I know I did. I used to hate their guts. No lie.
I’d see them out and about, looking toned, with a spring in their step. Clothes fit them. They didn’t wheeze. They laughed just a bit too much. I managed to not kill them by assuming they were slow-witted, giggly or egotistical jerks.
My loathing for them made me stay out of gyms, because I knew that’s where they congregated. But, eventually, my anger at myself became greater than my hatred of “them,” and I sucked it up. I entered a gym.
Wearing my sweat pants and a giant T-shirt, I walked into the weight room. I saw a few heads turn, and I clearly remember feeling judged. I forced myself to ignore it and push forward.
Over time, as I became a “regular,” the others began to chat with me. Muscle-head guys befriended me. Skinny girls complimented me. I began to drop my guard.

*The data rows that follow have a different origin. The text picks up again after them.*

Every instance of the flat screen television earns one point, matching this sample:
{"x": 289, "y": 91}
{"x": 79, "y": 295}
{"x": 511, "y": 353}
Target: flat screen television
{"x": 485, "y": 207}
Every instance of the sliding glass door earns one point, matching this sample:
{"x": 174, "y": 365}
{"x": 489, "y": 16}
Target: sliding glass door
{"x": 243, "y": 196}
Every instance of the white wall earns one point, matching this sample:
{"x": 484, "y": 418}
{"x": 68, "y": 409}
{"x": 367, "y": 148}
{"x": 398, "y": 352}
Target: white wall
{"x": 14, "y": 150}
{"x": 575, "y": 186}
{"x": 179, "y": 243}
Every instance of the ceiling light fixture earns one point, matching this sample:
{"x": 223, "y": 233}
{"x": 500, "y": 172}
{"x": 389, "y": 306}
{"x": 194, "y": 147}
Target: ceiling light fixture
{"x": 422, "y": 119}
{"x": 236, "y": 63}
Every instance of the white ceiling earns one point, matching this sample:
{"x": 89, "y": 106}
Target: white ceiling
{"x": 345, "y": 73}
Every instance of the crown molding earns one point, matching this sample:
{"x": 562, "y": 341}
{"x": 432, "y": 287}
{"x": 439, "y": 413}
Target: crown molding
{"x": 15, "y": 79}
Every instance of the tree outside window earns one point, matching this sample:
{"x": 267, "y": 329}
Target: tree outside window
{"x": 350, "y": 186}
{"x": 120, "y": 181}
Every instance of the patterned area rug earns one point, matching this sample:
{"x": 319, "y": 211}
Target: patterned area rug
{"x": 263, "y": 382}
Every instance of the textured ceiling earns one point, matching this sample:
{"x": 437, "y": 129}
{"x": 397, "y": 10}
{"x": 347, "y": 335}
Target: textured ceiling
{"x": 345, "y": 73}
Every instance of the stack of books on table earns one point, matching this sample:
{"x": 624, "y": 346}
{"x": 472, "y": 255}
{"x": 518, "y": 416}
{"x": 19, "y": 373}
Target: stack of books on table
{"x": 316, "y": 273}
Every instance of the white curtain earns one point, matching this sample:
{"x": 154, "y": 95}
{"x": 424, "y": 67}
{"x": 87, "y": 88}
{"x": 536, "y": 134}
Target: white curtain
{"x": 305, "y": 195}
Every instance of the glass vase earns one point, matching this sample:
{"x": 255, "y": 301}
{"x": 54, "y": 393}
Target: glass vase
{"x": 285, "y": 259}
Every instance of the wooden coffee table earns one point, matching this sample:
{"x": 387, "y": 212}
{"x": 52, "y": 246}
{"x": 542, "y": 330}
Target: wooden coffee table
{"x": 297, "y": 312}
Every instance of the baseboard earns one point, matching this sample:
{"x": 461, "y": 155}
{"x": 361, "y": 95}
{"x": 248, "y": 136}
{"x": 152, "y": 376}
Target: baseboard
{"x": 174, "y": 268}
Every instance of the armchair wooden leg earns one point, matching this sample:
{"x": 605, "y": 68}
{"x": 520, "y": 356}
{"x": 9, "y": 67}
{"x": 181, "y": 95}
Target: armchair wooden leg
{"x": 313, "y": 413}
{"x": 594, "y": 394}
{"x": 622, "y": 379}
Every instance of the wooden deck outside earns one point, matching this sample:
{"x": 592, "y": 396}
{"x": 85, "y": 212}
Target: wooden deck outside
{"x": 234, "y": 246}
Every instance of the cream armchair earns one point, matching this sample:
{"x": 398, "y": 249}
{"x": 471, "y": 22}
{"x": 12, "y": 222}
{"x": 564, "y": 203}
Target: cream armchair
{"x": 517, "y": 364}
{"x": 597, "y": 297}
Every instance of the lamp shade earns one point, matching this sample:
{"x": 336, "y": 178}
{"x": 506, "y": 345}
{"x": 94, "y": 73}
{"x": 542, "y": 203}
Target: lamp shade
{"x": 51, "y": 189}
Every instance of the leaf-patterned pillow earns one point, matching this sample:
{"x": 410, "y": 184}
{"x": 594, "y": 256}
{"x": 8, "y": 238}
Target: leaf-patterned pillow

The muscle-heads showed me new exercises, suggested books and talked to me about protein. Skinny girls shared their fat pictures, wowing me with how far they’d come.
I had an epiphany one day: The pretty people I’d always hated didn’t just wake up pretty every day; they worked at it.
In front of me was a guy who looked like a magazine cover model, sweating his guts out on a stair climber. A skinny girl was doing ab crunches. It was a weight-lifting guy who introduced to me to the concept of tracking my food on a log. I think he even talked about his “fat pants” once.
They had the same challenges I had; they had just been doing something about them the whole time I was busy hating. I never hated poor people who worked hard and wound up rich. Why should I hate fit people who had worked just as hard?
As I revisit my first moments in the gym, I realize that, in all honesty, they were probably looking at me thinking, “Who’s the new girl?” — not “Who’s the fat girl?”
I wasted a lot of time. Learn from my mistake. Don’t be hating.
• Shannon Sorrels is an NSCA-certified personal trainer and owner of Physix LLC in Ahwatukee Foothills. Reach her at (480) 428-5660 or azphysix.com.





TruProf posted at 11:58 am on Wed, May 4, 2011.
Au contraire, my dear! It has been my experience that many of the "pretty" people do come out of the box, so to speak, with a natural attractiveness. Just as some are born with natural athletic talent or intelligence, others are born with "looks". Now, keeping, maintaining and even enhancing our natural gifts is undoubtedly necessary. But I maintain that some folks (see Angelina Jolie, Brad Pitt, James Dean, Marilyn Monroe) are pretty darn pretty right from the get go.